Mr. Yale laid down a card. The earl placed his on the table. Kitty followed.
“Our hand, my lord.” Emily's brows lifted. “Then where did he perish?”
“In Lunnon, miss. 'Twas a duel that teuk him.”
She blinked behind gold-rimmed spectacles. “I do hope his opponent was duly punished.”
He regarded her for a moment, then his mouth crept up at one edge. But there was no pleasure in the smile.
“He wis.”
Mr. Yale leaned back in his chair and seemed to contemplate the empty glass at his elbow.

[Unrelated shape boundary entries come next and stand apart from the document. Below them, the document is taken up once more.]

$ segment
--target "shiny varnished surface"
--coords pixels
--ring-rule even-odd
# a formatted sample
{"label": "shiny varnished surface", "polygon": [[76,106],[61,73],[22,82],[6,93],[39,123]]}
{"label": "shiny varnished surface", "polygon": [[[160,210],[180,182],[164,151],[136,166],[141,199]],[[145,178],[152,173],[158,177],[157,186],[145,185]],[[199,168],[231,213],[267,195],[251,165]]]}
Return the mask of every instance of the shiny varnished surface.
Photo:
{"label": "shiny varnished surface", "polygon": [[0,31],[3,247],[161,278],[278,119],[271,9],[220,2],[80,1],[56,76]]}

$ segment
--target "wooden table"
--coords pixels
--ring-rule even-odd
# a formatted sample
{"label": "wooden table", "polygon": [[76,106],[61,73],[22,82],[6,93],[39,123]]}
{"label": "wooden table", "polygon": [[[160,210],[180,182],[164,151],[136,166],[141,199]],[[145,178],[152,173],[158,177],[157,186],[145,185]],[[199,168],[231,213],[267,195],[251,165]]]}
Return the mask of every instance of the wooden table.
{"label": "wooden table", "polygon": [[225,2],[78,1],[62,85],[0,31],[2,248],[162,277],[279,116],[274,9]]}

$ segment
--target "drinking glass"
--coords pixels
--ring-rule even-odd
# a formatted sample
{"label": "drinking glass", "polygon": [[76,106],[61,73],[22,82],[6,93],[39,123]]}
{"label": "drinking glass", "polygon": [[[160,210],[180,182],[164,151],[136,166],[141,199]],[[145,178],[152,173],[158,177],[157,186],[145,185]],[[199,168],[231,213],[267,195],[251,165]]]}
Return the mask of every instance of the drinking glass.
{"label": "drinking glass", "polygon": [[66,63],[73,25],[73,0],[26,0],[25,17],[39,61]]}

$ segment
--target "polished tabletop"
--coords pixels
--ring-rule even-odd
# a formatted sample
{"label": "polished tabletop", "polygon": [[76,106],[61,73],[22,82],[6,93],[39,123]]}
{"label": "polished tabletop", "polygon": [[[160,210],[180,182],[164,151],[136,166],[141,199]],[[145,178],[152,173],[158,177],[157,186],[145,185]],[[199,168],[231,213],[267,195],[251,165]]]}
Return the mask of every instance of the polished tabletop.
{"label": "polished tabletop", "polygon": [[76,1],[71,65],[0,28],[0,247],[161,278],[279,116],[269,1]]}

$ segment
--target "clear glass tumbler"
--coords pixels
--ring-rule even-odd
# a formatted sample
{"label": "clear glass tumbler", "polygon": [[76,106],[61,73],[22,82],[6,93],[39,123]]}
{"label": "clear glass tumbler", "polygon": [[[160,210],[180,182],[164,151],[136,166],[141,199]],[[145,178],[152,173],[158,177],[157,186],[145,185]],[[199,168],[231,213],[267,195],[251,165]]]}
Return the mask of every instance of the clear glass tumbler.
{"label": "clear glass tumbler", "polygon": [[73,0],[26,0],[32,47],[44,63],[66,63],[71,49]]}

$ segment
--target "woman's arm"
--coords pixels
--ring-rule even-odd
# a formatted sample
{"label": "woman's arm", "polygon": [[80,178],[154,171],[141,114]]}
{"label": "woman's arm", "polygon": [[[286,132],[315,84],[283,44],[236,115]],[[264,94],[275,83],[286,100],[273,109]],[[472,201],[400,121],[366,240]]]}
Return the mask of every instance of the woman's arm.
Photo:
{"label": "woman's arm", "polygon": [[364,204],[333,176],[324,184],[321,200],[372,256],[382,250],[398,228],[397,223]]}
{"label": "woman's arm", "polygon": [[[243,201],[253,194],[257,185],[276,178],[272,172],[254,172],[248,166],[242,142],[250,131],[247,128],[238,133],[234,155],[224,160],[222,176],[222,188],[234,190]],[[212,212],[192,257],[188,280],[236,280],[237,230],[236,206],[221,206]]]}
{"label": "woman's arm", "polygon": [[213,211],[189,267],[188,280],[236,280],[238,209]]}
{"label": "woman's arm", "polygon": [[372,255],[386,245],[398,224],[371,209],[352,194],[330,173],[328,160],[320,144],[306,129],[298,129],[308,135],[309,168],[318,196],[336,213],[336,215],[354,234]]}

“Blackwood, old chap,” he said in an oddly slow voice, “you have emptied my pockets.”
“Wadna be the first time.”
Mr. Yale stood. “I'm wrapped up for the evening, then.” He bowed. “Ladies, I bid you adieu on this holiest of nights.” He went upstairs.
Emily counted coins. “We did quite well for ourselves, my lord. How gratifying, although I suppose game is like that, of course, or otherwise sensible people would not be so taken with it. My father and mother certainly are, but they are not sensible and I believe they do it mostly to appear fashionable.” Her brow furrowed more deeply than usual. She stood. “Kitty, Mr. Yale's departure has effectively ended our play. Will you go to bed now?”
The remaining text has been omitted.